Kanji Clash
An experimental Unity prototype where combat is driven by Japanese word input through an IME.
Problem
Traditional game input systems are not designed around IME workflows. In a Japanese typing-based combat system, the player may need to open composition, select candidate text, confirm input, submit the word, and transition back into combat state.
That process has to coexist with focus management, input locking/unlocking, combat state transitions, UI updates, and game timing.
Why IME Input Is Hard in Games
What looks simple at the idea level — type a word, press enter, attack — becomes much harder when the actual sequence involves IME selection, composition confirmation, focus retention, and battle transitions.
Standard Unity input expectations break down for Japanese composition workflows.
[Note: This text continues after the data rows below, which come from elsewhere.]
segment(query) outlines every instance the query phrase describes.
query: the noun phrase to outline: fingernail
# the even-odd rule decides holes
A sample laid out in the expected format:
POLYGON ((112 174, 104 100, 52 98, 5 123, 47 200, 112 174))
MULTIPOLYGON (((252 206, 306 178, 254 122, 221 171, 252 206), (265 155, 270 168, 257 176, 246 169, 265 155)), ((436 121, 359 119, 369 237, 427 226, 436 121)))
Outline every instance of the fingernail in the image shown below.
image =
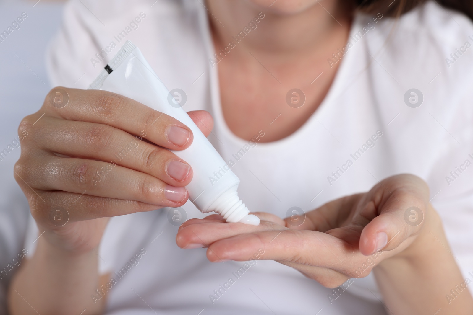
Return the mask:
POLYGON ((189 142, 191 133, 187 129, 177 126, 171 125, 167 128, 166 133, 167 140, 176 145, 183 146, 189 142))
POLYGON ((385 232, 380 232, 376 236, 377 252, 379 251, 384 248, 387 244, 387 234, 385 232))
POLYGON ((175 187, 168 185, 164 190, 164 196, 171 201, 181 202, 187 196, 187 192, 184 187, 175 187))
POLYGON ((201 244, 191 243, 184 247, 184 249, 192 249, 193 248, 201 248, 204 246, 201 244))
POLYGON ((187 177, 190 170, 190 165, 177 160, 171 160, 166 166, 167 175, 178 181, 181 181, 187 177))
The composition lifecycle does not map cleanly onto Unity’s UI/input flows.
Input Flow Design
IME behavior was treated as the central system constraint rather than an implementation detail. The design was evaluated around enable/disable/refocus timing instead of only validating text correctness. The interaction between battle state and input state was treated as a single design problem.
Battle State Coordination
The prototype explored where standard Unity input expectations break down for Japanese composition workflows. Key challenges included managing IME lifecycle correctly inside Unity UI/input flows, handling composition without breaking combat rhythm, and keeping focus stable when enabling/disabling input fields.
Current Limitations
This is an experimental prototype. It demonstrates the core input challenge but does not represent a complete game. The value is in the input-system and state-management exploration, not in gameplay polish.
Lessons Learned
This project exposes how quickly UX breaks when text composition, focus handling, and gameplay state are not designed together. It forced careful thinking around UI ownership, timing, input state machines, scene/battle transitions, and what “responsive” means in an IME-driven game.